Saturday, February 01, 2003

When I was in elementary school, it was a somewhat rare treat to have a television on in our classroom. In 1986, not every classroom had a television so when the teachers decided that we needed to watch the flaming wreckage of the shuttle Challenger with its school teacher cargo, we double- and tripled-up in the rooms with screens. For hours we watched these talking heads babble about shit we didn’t care about. It looked like fireworks to me. It might have been a national tragedy, but as Comrade Stalin put it: “One death is a tragedy, a million is a statistic.” The teachers lost ‘one of their own’ and seemed to think that we cared to see them in some context other than in our crosshairs. Dumb fucks will be the first against the wall when the revolution comes.
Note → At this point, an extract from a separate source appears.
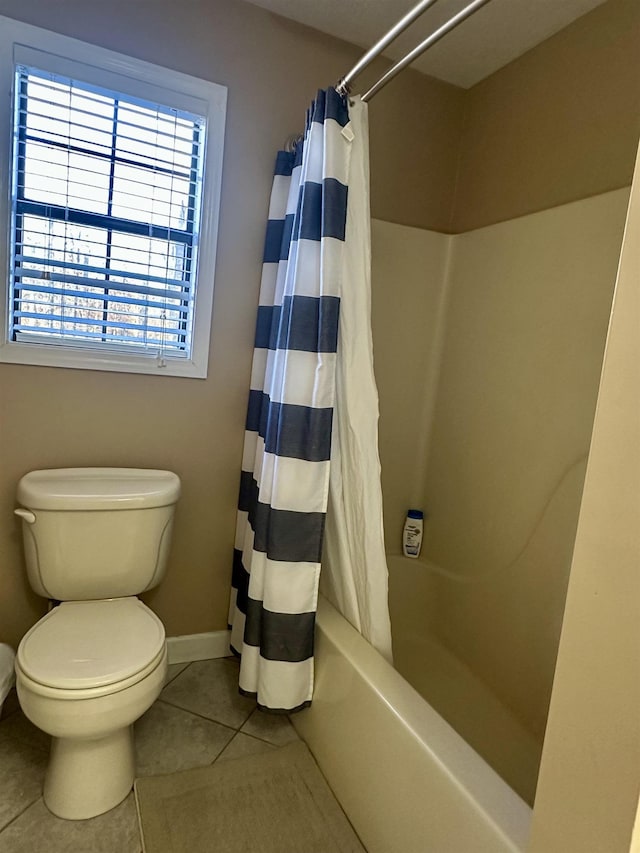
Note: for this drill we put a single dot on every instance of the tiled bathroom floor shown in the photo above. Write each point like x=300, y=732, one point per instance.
x=198, y=719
The talking heads (not the band, the news announcers) will be second. I think there is a filter on their voices designed as a sedative. The first overwhelming television media response followed the Kennedy assassination. For four days the country’s eyes and ears turned to this magic box for comfort. For four days, all other shows were cancelled as our nation tried to define itself. I don’t think our nation defined itself as much as the Fourth Estate consolidated its power. The newspapers had started flexing their muscles in the US during the Spanish-American war (I’m sure you can find much earlier examples, but this one sticks out in my mind as the largest policy driven by Media.) After Kennedy’s assassination it didn’t take television long to follow suit, affecting policies in Southeast Asia.

I was watching the late shows last night, no one interesting was on so I fell asleep early. My eyes opened sometime after 8am and I thought I might watch a Saturday morning cartoon then return to my repast. When I turned on the television, I saw 1986 all over again. I think it’s time I throw that box out the window.